On Oct. 14, the 140th Wing held a commemorative ceremony in memory of the defining “call up,” and in memorial to two Colorado Air Guard members lost to the war.

“All of this was made possible through a legacy of excellence,” said Brig. Gen. Floyd Dunstan, Colorado ANG Assistant Adjutant General. “(That) excellence and readiness (started) back in 1968 when you were the first to be called into federal service in Vietnam.”

The Colorado ANG sent approximately 900 members who served for 15 months, 250 of whom went to Phan Rang Air Base, Vietnam. Those 350 conducted flew over 9,000 combat hours and dropped approximately 18,000 munitions. Even at its practical inception as a combat-ready, combat-tested unit, Colorado ANG members knew the value of one another over all else.

“When I was a (Marine), I had an M1 rifle and 184 Marines … we had a certain amount of firepower,” said Bob Beabout, COANG at ’68 Call-Up veteran. “When I became a pilot, (I) had more firepower than those 184 Marines with their M1s, but it took more than 184 just to get me in the air. You had to appreciate all those other people.”

Unfortunately, no fight is won without sacrifice.

“At the end of the deployment, on March 27, 1969, Maj. Clyde Seiler was killed after being hit by enemy ground fire during an F-100 strafing mission,” said Rick Crandall, Colorado Freedom Memorial founder and event emcee. “A few days later, on April 3, Maj. Perry Jefferson failed to return from an intelligence gathering flight in a light observation plane. In 2007, Maj. Jefferson’s remains were found.”
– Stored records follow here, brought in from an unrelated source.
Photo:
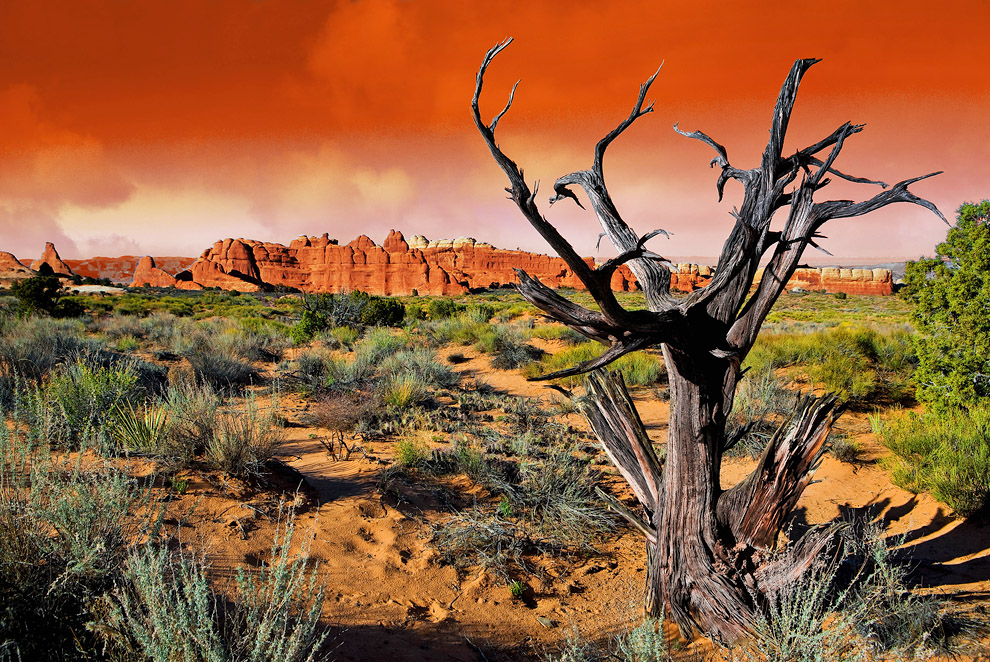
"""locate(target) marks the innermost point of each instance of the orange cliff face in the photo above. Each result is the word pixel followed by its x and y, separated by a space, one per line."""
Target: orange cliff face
pixel 320 264
pixel 444 267
pixel 398 267
pixel 121 269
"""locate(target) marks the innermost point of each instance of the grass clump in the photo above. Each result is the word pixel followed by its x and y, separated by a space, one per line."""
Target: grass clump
pixel 64 534
pixel 762 402
pixel 851 606
pixel 165 609
pixel 79 400
pixel 946 453
pixel 243 441
pixel 858 363
pixel 140 431
pixel 638 368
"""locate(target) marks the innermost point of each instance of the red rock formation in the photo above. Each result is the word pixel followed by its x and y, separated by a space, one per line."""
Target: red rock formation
pixel 444 267
pixel 12 269
pixel 849 281
pixel 121 269
pixel 146 273
pixel 51 258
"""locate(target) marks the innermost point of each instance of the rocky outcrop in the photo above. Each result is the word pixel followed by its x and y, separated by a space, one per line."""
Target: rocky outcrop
pixel 835 279
pixel 146 273
pixel 12 269
pixel 121 269
pixel 440 267
pixel 321 264
pixel 51 258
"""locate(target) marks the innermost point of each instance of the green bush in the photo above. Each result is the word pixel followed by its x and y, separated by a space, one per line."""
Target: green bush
pixel 944 451
pixel 441 308
pixel 858 363
pixel 638 368
pixel 383 311
pixel 64 534
pixel 36 346
pixel 223 370
pixel 43 294
pixel 951 293
pixel 165 611
pixel 79 401
pixel 244 440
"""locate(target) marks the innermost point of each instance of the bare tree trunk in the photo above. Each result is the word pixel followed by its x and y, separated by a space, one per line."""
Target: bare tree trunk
pixel 711 554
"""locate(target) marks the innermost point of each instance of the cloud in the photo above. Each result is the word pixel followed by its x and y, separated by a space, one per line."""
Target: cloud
pixel 24 231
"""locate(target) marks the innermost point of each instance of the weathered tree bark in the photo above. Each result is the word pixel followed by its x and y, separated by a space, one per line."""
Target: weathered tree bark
pixel 712 554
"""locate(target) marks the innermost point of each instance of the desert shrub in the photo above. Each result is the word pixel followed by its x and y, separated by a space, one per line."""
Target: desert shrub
pixel 115 327
pixel 951 292
pixel 243 441
pixel 509 351
pixel 814 620
pixel 456 330
pixel 311 370
pixel 342 336
pixel 64 533
pixel 411 452
pixel 422 363
pixel 857 363
pixel 166 611
pixel 78 401
pixel 441 308
pixel 480 312
pixel 308 326
pixel 140 430
pixel 191 410
pixel 379 344
pixel 326 311
pixel 557 332
pixel 761 404
pixel 222 370
pixel 35 346
pixel 556 496
pixel 383 311
pixel 476 537
pixel 43 294
pixel 945 452
pixel 644 642
pixel 165 329
pixel 843 449
pixel 403 390
pixel 638 368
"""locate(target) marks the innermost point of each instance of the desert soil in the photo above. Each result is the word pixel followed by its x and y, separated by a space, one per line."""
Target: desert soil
pixel 391 599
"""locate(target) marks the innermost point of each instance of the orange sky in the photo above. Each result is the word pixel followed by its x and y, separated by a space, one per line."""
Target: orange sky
pixel 159 126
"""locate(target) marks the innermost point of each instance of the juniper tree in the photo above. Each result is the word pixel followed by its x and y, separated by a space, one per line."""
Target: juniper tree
pixel 711 552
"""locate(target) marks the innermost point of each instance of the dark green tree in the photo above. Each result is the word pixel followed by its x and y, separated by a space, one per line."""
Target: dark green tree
pixel 951 293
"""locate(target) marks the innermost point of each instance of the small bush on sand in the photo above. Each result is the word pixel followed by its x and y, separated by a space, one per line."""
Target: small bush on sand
pixel 79 401
pixel 761 404
pixel 244 440
pixel 64 533
pixel 140 430
pixel 944 452
pixel 638 368
pixel 191 410
pixel 221 370
pixel 166 611
pixel 35 346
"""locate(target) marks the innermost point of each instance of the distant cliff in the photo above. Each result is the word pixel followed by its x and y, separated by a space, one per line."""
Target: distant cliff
pixel 397 267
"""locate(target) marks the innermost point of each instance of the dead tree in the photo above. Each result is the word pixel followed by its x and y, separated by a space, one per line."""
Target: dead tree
pixel 711 552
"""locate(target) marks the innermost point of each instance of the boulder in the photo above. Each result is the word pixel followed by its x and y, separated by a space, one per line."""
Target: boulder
pixel 51 258
pixel 146 273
Seiler’s remains were found and he was interred at Fort Logan National Cemetery in Denver. Jefferson was interred at Arlington National Cemetery on April 8, 2008, 39 years after his disappearance. Their names have not been forgotten by their comrades. Indeed, even their very loss proved the value of teamwork to all members of the Colorado ANG, past and present.

“We left as a team, and we came back as a team,” said Jacobson. “Losing team members, having the support of each other as team members—it’s just a great environment in which to serve, it really is.”